A mid-level state appeals court on Thursday ordered new congressional lines be drawn for New York, a ruling that could benefit Democrats in the 2024 fight for control of the U.S. House.
The Appellate Division of the state Supreme Court reversed a lower court and directed a state redistricting commission to start work on new proposed state congressional lines. Democrats are supporting the lawsuit, which seeks to scrap the 2022 lines in New York under which Republicans flipped four congressional seats.
Republicans quickly pledged to take the politically charged case to New York’s highest court.

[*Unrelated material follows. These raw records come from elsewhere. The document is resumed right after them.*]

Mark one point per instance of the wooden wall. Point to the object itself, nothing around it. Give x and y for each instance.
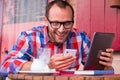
(90, 16)
(97, 15)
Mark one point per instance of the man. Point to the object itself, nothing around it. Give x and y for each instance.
(58, 36)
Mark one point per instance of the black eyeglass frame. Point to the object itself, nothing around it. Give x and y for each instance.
(61, 23)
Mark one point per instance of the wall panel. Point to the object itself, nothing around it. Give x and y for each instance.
(98, 17)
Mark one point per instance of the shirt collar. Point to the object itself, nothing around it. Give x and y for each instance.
(47, 38)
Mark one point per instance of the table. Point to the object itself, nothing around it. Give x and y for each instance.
(61, 77)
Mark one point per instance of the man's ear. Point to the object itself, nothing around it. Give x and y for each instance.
(45, 20)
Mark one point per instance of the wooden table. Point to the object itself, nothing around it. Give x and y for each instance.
(62, 77)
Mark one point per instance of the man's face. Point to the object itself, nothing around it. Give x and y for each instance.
(58, 32)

“On to the Court of Appeals," former Republican Rep. John Faso said in a statement. “Democrats want to rig the congressional district lines in their favor. New York State now has more competitive congressional districts than any state in the nation.”
The lawsuit was brought on behalf of 10 New York voters who want the state’s Independent Redistricting Commission to submit new proposed state congressional lines for 2024. The commission's first set of lines were rejected and a lawsuit led to the 2022 lines being drawn by a court-appointed expert.

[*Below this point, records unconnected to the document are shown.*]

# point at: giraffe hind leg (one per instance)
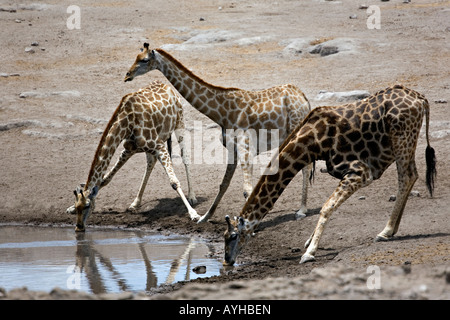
(164, 158)
(151, 160)
(351, 182)
(407, 176)
(186, 161)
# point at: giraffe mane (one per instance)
(190, 73)
(103, 138)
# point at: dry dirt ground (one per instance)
(57, 98)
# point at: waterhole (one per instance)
(100, 260)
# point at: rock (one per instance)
(324, 50)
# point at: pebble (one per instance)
(199, 269)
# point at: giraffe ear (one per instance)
(93, 192)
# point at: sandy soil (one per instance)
(56, 101)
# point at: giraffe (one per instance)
(358, 141)
(279, 108)
(144, 121)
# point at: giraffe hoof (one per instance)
(203, 219)
(380, 238)
(307, 257)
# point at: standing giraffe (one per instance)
(144, 120)
(281, 108)
(358, 141)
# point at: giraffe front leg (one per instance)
(246, 152)
(301, 213)
(229, 172)
(179, 133)
(151, 160)
(123, 158)
(164, 158)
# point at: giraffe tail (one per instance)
(430, 155)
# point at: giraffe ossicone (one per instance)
(279, 108)
(358, 142)
(144, 121)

In the current lawsuit, attorneys representing Republicans argued that mid-decade redistricting is improper and the 2022 lines should remain in place.

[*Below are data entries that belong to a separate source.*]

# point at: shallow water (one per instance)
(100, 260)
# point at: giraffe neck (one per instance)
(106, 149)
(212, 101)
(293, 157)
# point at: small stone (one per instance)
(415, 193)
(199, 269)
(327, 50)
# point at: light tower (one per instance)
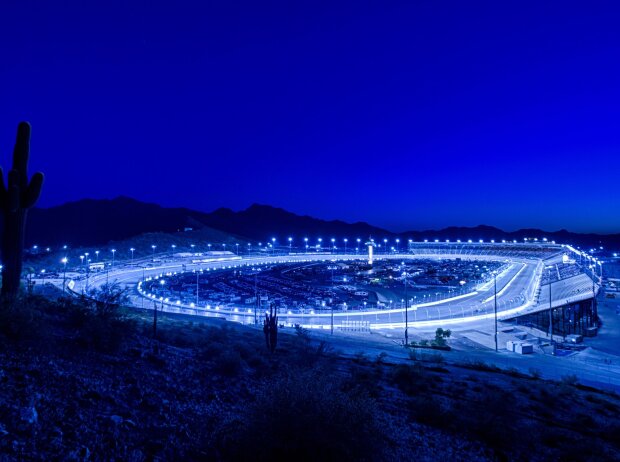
(370, 244)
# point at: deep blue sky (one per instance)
(409, 116)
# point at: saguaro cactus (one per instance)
(15, 200)
(270, 329)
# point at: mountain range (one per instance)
(95, 222)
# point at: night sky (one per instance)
(417, 115)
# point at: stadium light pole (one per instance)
(64, 276)
(550, 306)
(406, 311)
(197, 276)
(495, 305)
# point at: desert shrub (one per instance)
(21, 320)
(535, 373)
(478, 365)
(409, 378)
(304, 415)
(570, 380)
(103, 333)
(228, 363)
(429, 411)
(435, 358)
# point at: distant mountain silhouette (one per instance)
(94, 222)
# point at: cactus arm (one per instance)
(17, 195)
(13, 191)
(4, 194)
(32, 193)
(21, 153)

But Justice Elizabeth Garry wrote in a majority opinion that the commission “had an indisputable duty under the NY Constitution to submit a second set of maps upon the rejection of its first set.”
The appeals court ordered the commission to “commence its duties forthwith.”
“We’re looking forward to getting back to work,” said Karen Blatt, the commission’s Democratic co-executive director. “And we’re looking forward to working with our Republican side as well.”
The Independent Redistricting Commission, a body made up of equal numbers of Democrats and Republicans, failed to reach a consensus on a set of maps for 2022. The Democrat-controlled Legislature stepped in and created its own maps.
Those maps would have given Democrats a strong majority of registered voters in 22 of the state’s 26 congressional districts, leading to charges of gerrymandering from Republicans.
After a court challenge, New York’s highest court ruled the Legislature lacked the authority to redraw the lines. The Court of Appeals handed authority to draw new district maps to an expert, who drew up the more competitive congressional districts.
Republicans were able to gain seats in New York under those maps, including one held by Democratic Rep. Sean Patrick Maloney, who ran the House Democrats’ campaign arm.
In April, Democratic New York Gov. Kathy Hochul and State Attorney General Letitia James jointly filed a friend-of-the-court brief in favor of current legal action.